One tricky issue: handling the situation when, as in this case, the mistake occurred because of a systems error. "Why was there no radiologist at the hospital to read the chest X-ray earlier, and how do you say that without sounding like nobody is taking the blame?" Dr. Gallagher asked.

Liability concerns

Research has shown that patients want to be told about harmful errors, Dr. Gallagher said. Patients also say they want an apology—something surveyed physicians agree to in principle. But physician surveys also point to barriers when it comes to disclosing errors and apologizing for them.

Many physicians worry that such conversations will be awkward, uncomfortable and possibly lead to a lawsuit. In about 20 states, Dr. Gallagher said, bills are being considered that would make an "apology" offered to a patient not admissible in court. But how far such "I'm sorry" bills would go in shielding disclosure conversations from malpractice lawsuits varies widely, he added. Often, courts would exempt the actual apology but would allow the remainder of the disclosure conversation to be entered as evidence.

According to Dr. Gallagher, it is unclear as to whether disclosure increases or decreases the chance of being sued. Emerging evidence suggests that overall, disclosure may lower such a risk, but it is not a "magic bullet" for preventing litigation. Internists should consider the disclosure conversation a clinical intervention that has "risks and benefits," he said, one where in most circumstances the latter outweighs the former.

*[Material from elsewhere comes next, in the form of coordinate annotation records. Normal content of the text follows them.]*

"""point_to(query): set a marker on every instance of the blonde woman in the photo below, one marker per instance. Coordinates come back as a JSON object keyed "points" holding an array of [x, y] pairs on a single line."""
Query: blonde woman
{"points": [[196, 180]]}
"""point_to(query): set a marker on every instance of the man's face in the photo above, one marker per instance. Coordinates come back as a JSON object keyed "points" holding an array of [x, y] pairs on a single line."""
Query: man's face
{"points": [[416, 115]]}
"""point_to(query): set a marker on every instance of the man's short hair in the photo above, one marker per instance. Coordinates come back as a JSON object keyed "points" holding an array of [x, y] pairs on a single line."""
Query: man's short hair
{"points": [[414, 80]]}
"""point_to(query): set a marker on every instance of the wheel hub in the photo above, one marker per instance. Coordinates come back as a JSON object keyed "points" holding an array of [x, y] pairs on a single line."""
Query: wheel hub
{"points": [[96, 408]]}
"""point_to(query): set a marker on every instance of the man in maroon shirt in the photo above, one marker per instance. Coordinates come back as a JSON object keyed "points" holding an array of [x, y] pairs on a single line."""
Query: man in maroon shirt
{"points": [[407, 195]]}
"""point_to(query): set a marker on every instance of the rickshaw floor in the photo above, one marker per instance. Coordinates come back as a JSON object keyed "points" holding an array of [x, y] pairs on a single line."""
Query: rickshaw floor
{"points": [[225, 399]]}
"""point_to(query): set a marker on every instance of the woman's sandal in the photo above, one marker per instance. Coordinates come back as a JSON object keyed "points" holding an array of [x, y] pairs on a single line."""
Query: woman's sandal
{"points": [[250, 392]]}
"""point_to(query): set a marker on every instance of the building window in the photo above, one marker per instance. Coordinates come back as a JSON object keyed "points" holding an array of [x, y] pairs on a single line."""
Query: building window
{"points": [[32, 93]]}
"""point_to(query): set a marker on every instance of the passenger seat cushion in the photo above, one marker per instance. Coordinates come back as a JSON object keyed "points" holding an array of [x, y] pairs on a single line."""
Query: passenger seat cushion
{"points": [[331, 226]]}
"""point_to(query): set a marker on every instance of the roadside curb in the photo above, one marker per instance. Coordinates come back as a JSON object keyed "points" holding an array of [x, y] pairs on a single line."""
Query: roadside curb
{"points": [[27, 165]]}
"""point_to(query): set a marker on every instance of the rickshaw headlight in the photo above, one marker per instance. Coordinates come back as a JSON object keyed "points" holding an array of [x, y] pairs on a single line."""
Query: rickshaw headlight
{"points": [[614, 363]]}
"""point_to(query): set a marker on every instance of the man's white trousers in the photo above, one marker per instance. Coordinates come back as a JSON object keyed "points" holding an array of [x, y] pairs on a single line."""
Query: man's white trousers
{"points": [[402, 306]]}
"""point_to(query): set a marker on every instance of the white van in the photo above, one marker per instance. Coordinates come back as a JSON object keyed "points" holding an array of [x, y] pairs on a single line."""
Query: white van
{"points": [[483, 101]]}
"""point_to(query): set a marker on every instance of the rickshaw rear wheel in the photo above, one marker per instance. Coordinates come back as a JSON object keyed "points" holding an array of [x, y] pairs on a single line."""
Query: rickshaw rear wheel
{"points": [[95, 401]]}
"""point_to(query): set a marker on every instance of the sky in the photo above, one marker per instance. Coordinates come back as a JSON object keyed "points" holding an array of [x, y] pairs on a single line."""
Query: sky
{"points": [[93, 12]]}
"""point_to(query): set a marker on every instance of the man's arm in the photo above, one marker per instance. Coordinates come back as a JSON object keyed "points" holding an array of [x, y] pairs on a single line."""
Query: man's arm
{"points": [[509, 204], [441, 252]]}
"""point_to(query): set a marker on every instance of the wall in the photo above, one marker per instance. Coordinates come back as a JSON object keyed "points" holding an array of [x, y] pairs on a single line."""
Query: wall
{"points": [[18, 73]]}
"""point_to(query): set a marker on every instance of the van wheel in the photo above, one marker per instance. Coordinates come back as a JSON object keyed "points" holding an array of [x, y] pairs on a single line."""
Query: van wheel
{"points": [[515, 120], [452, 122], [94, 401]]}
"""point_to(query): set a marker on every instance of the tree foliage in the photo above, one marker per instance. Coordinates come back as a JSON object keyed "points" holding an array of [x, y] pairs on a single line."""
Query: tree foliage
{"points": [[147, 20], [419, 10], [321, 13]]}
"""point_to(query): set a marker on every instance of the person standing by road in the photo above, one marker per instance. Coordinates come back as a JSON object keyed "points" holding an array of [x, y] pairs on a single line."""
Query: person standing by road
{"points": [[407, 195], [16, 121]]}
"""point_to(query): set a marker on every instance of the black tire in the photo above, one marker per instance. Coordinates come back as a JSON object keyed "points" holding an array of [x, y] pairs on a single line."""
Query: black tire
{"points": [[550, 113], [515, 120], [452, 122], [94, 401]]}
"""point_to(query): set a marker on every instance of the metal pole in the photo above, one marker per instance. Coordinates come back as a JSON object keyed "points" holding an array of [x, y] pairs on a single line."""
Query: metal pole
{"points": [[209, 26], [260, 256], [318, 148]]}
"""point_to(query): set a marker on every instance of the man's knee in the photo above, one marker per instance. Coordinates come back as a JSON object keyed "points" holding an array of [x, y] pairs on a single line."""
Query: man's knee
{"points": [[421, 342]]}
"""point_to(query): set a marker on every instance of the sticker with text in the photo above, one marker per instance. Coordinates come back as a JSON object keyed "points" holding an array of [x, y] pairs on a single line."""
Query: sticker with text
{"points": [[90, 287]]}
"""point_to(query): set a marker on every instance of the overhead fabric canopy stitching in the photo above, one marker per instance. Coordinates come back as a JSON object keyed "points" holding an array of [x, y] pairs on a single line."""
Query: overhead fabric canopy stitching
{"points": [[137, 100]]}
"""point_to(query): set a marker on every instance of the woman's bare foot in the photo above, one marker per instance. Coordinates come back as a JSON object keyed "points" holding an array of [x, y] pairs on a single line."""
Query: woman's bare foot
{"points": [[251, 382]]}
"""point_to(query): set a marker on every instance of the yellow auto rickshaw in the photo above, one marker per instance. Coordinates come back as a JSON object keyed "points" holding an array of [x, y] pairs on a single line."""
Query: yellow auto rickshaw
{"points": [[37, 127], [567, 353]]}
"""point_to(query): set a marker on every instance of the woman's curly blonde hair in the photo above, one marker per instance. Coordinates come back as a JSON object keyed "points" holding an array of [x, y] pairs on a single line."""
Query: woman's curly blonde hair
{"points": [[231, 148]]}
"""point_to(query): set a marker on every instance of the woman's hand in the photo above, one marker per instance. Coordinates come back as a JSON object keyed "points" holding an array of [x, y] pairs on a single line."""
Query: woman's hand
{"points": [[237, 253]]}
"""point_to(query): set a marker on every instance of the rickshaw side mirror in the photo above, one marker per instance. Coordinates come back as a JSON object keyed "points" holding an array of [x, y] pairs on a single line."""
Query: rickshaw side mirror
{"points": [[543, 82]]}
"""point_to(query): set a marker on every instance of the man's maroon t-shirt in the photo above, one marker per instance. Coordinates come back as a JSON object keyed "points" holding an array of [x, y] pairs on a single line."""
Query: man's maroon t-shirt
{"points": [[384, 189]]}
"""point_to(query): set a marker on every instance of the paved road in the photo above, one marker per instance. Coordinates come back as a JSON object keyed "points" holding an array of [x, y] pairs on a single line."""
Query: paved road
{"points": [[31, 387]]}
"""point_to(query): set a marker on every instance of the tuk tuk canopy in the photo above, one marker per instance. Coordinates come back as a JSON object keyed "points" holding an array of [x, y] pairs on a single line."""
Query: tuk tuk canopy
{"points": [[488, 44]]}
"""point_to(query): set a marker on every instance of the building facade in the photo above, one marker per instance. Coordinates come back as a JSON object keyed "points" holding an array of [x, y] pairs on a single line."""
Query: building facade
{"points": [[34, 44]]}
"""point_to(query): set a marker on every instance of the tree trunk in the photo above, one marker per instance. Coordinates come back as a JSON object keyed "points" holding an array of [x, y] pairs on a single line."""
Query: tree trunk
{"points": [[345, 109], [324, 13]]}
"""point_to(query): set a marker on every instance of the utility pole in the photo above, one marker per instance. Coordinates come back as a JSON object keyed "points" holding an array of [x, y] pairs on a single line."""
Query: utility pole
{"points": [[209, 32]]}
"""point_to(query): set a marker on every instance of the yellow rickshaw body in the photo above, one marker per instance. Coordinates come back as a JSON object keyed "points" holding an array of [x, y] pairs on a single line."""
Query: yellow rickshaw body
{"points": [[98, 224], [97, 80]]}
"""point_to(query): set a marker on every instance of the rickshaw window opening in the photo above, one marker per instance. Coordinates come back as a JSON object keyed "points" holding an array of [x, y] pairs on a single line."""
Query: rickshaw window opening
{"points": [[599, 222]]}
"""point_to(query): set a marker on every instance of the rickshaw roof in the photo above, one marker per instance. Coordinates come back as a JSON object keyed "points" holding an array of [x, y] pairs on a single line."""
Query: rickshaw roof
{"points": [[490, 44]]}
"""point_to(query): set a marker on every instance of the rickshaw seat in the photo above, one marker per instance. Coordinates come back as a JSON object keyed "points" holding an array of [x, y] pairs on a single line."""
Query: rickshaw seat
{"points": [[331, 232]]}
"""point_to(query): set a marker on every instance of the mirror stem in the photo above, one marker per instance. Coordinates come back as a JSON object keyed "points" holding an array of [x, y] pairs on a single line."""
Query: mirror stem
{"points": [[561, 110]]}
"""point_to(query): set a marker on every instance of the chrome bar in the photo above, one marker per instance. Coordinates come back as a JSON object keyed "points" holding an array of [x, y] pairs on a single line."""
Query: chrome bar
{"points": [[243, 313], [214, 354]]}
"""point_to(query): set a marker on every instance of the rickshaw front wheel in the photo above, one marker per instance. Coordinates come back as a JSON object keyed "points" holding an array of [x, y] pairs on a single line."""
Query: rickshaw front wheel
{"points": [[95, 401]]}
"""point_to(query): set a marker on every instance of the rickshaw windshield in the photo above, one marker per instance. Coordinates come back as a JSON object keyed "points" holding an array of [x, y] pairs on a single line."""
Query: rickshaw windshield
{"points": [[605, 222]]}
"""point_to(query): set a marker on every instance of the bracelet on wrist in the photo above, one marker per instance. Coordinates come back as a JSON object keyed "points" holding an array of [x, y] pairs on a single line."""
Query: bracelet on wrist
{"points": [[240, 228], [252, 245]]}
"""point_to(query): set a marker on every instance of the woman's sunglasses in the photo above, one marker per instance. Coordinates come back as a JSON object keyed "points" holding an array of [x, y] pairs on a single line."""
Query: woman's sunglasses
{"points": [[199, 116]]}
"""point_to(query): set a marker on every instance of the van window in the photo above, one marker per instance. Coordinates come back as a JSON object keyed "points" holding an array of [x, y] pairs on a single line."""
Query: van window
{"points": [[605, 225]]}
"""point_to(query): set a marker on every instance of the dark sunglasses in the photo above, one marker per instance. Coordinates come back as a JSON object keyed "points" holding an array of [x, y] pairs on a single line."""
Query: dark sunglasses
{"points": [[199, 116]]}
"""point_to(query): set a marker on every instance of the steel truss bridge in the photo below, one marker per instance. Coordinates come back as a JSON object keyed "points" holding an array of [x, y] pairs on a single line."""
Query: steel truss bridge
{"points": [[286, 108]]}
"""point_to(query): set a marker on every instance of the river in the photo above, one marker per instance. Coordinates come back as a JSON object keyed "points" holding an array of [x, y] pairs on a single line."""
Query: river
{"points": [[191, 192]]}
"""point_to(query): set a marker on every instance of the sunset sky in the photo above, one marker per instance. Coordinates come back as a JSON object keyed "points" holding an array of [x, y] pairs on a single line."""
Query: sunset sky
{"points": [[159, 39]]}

He also pointed out that doctors probably will need to hold more than one conversation with a patient or family. Such conversations should include information about how the doctor and hospital are learning from the mistake and what measures are being taken to ensure it won't happen again.

"We need to include error disclosure," Dr. Gallagher said, "in quality improvement efforts."

Deborah Gesensway is a freelance health care writer in Toronto.

The information included herein should never be used as a substitute for clinical judgment and does not represent an official position of ACP.